The ICC appeals chamber’s decision to move ahead on an investigation of grave abuses by combatants in Afghanistan, including U.S. forces, marks an unprecedented move that is likely to arouse intensive pushback from Washington.

Article by David J. Scheffer

The Appeals Chamber of the International Criminal Court (ICC) in The Hague has ruled that the court’s prosecutor, Fatou Bensouda, can finally proceed—following a preliminary examination of more than a decade—with a formal investigation into atrocities allegedly committed during the armed conflict in Afghanistan. Bensouda contends that some of those crimes were committed by U.S. armed forces and CIA personnel. The decision has sparked a strong rebuke from U.S. officials, who denounce what they call a “renegade” court.
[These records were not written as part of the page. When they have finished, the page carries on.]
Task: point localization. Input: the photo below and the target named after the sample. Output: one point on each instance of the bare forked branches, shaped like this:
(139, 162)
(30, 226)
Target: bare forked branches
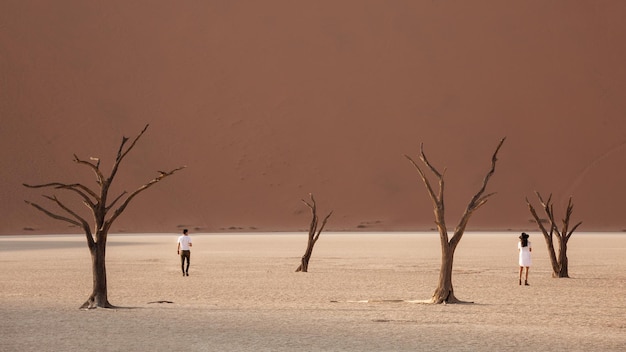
(445, 292)
(97, 203)
(314, 234)
(560, 263)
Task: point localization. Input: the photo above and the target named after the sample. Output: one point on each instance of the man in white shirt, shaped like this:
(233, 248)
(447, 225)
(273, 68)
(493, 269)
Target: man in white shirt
(184, 250)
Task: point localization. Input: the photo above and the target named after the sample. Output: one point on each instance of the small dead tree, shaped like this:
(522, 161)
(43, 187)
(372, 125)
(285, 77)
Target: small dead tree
(98, 204)
(560, 262)
(314, 234)
(444, 293)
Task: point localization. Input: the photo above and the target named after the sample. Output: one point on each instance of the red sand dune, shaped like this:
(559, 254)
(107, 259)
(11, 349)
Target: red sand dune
(268, 101)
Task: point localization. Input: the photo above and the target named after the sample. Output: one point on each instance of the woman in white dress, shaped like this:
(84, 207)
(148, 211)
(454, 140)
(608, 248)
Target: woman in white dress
(524, 249)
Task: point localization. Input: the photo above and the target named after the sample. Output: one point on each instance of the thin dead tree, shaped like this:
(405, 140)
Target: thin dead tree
(314, 234)
(444, 293)
(560, 262)
(99, 206)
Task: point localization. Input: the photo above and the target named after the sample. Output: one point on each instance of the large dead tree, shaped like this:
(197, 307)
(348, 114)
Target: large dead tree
(559, 262)
(444, 293)
(314, 234)
(100, 207)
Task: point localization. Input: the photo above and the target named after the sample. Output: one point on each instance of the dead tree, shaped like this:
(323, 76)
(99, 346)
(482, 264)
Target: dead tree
(314, 234)
(560, 262)
(444, 293)
(98, 204)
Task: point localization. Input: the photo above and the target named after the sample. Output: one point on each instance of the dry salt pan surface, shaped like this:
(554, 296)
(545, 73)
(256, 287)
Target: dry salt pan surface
(243, 295)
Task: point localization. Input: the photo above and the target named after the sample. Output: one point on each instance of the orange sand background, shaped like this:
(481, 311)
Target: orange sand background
(243, 295)
(268, 101)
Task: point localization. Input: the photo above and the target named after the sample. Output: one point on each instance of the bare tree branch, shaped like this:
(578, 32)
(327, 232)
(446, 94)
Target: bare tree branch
(121, 153)
(78, 188)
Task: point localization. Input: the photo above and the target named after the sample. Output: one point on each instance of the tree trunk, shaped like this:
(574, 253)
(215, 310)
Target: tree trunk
(554, 261)
(444, 293)
(563, 263)
(98, 297)
(304, 263)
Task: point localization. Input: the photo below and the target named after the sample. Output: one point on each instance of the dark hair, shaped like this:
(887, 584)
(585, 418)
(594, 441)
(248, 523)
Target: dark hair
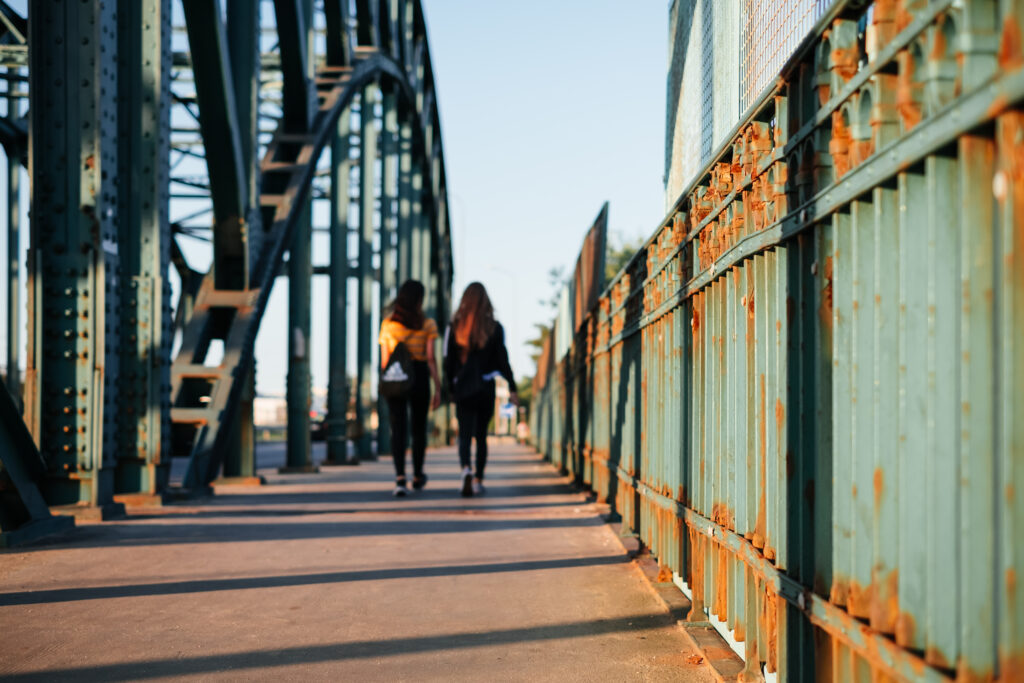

What did the Appeals Chamber decide?

The unanimous judgment reversed an earlier decision by the Pretrial Chamber to dismiss the prosecutor’s motion to launch an investigation into the Afghanistan situation. It was the first time the Appeals Chamber had been seized with reviewing a Pretrial Chamber decision [PDF] of this nature. The five appeals judges—from Canada, Peru, Poland, Uganda, and the United Kingdom—rejected the lower chamber’s view that an investigation of the Afghanistan situation would not serve “the interests of justice.” The Appeals Chamber concluded that the governing treaty of the ICC, the Rome Statute [PDF], does not authorize the Pretrial Chamber to use its discretion to determine “the interests of justice” when the prosecutor seeks approval for an investigation. The judges ruled that there is a reasonable factual basis to proceed and that potential cases do fall within the ICC’s jurisdiction.

Additionally, the Appeals Chamber broadened the prosecutor’s scope of investigation to include criminal acts she might discover while further investigating the Afghanistan situation.